DES MOINES, Iowa – An exchange over campaign contributions turned personal at Saturday’s Democratic debate after Bernie Sanders suggested Hillary Clinton had done Wall Street’s bidding in exchange for taking millions in campaign contributions from banks and financial institutions. Clinton, a former New York senator, said she had worked to rebuild Wall Street in the wake of the 9/11 terror attacks and pointedly accused Sanders of undermining her character.
“He has basically used his answer to impugn my integrity,” Clinton said, after Sanders said financial institutions “know what they’re going to get” in exchange for their campaign contributions.
“Why do they make millions of dollars of campaign contributions? They expect to get something. Everybody knows that,” Sanders said.
Clinton’s close relationship with Wall Street, both in the Senate and two presidential campaigns, has been a flash point of criticism for her rivals and many voters. Polls show many Americans believe that financial institutions have too much power, and Sanders’ rise has been largely fueled by his pledge to reduce those institutions’ impact on the economy and politics. Clinton, in turn, has had to defend her Wall Street ties amid concerns that she has little in common with many ordinary Americans.

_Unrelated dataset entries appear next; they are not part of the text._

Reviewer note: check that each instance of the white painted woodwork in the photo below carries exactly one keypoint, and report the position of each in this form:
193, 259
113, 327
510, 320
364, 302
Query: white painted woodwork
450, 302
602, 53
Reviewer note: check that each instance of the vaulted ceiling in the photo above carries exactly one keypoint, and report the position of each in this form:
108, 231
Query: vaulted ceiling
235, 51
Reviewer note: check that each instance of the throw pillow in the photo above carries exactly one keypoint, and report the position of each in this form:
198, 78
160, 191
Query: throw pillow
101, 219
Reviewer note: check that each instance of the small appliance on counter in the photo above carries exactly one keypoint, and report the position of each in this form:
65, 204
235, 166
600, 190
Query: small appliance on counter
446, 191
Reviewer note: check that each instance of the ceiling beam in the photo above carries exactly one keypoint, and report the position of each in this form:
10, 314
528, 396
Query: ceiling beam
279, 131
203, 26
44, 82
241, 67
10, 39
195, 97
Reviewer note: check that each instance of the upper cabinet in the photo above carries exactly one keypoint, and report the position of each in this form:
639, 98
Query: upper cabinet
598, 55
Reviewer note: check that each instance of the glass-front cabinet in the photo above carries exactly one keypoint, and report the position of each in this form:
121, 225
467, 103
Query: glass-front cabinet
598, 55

Responding to Sanders, Clinton noted that most of her contributors were small donors and said, to loud applause, that 60 percent were women. She said her ties to Wall Street were largely focused on helping that part of the city recover after the 9/11 attacks.
“I represented New York and represented New York on 9/11. Where Wall Street is,” Clinton said. ”It was a way to rebuke the terrorists who attacked our country.”
Sanders’ campaign aides cast shade on that assertion, filling reporters’ inboxes with unflattering details on Clinton’s contributors. One pointed to the fact that Citigroup is the largest donor to Clinton’s campaigns since 1999, giving $824,000. It was followed by Goldman Sachs, lobby firm DLA Piper, JPMorgan Chase, and Morgan Stanley.
In another email, coming as the candidates debated drug companies, the campaign pointed to a Boston Globe report detailing her financial support from those groups.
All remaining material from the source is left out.